HONG KONG (State Observer) – Asian markets were mixed Thursday on profit-taking and growing worries about inflation, which offset long-running optimism about the global recovery as vaccines are rolled out, infection rates slow and Joe Biden’s stimulus winds through Congress.
Oil prices pushed further up to 13-month highs as the severe cold snap in the United States hammers production, even trumping news that Saudi Arabia is planning to up output in light of the commodity’s strong performance in recent months.
Confidence that the world economy will enjoy a scorching rebound from last year’s collapse has fired global equities and other risk assets for months as immunisation programmes allow people to slowly get back to a semblance of normality as lockdowns are eased.
Underpinning that has been vast amounts of government spending as well as ultra-loose central bank monetary policies and pledges of continued support until the recovery well underway.

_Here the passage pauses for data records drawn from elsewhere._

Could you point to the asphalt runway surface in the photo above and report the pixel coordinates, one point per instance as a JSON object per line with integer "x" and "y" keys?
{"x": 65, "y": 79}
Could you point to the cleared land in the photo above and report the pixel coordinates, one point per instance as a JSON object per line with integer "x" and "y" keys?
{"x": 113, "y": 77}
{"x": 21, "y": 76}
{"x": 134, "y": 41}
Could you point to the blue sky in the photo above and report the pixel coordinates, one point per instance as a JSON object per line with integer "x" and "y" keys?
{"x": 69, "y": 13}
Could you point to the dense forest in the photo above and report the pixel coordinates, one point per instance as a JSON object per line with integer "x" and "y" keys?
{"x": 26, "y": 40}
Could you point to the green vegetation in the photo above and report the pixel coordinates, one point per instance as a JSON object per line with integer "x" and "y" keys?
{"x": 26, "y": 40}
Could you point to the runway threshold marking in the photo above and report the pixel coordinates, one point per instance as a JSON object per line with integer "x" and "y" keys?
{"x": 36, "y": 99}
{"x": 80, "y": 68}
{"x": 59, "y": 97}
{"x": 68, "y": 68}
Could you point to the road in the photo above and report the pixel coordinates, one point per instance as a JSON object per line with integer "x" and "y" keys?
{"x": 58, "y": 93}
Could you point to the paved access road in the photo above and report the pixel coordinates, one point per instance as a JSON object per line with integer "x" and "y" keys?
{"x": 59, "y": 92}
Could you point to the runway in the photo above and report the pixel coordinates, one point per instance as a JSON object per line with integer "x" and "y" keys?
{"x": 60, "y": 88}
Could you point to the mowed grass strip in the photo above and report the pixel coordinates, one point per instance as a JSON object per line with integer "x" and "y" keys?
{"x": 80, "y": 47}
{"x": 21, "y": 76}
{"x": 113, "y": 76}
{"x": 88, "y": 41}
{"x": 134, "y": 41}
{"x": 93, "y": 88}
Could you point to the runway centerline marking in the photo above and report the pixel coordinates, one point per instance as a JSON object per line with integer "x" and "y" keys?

But that has led to expectations of a surge in inflation and a spike in US Treasury yields to around one-year highs, sparking worries of higher borrowing costs down the line.
And it is these fears, along with warnings equities may have run ahead of themselves, that are playing on investors’ minds.

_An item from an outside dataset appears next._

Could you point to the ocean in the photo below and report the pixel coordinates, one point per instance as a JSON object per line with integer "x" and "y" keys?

Those concerns were now allayed by a forecast-beating jump in US retail sales last month and wholesale inflation climbed at its fastest pace since the index was revamped in December 2009.
“Strong US economic data dampened the argument that the economy still needs massive stimulus and as rising inflation expectations start to weigh on valuations,” said OANDA strategist Edward Moya. “Technology stocks are leading the decline as pricing pressures will likely have the biggest impact on their bottom line. The skyrocketing move in yields is triggering some investors to take off some of their most profitable frothy trades.”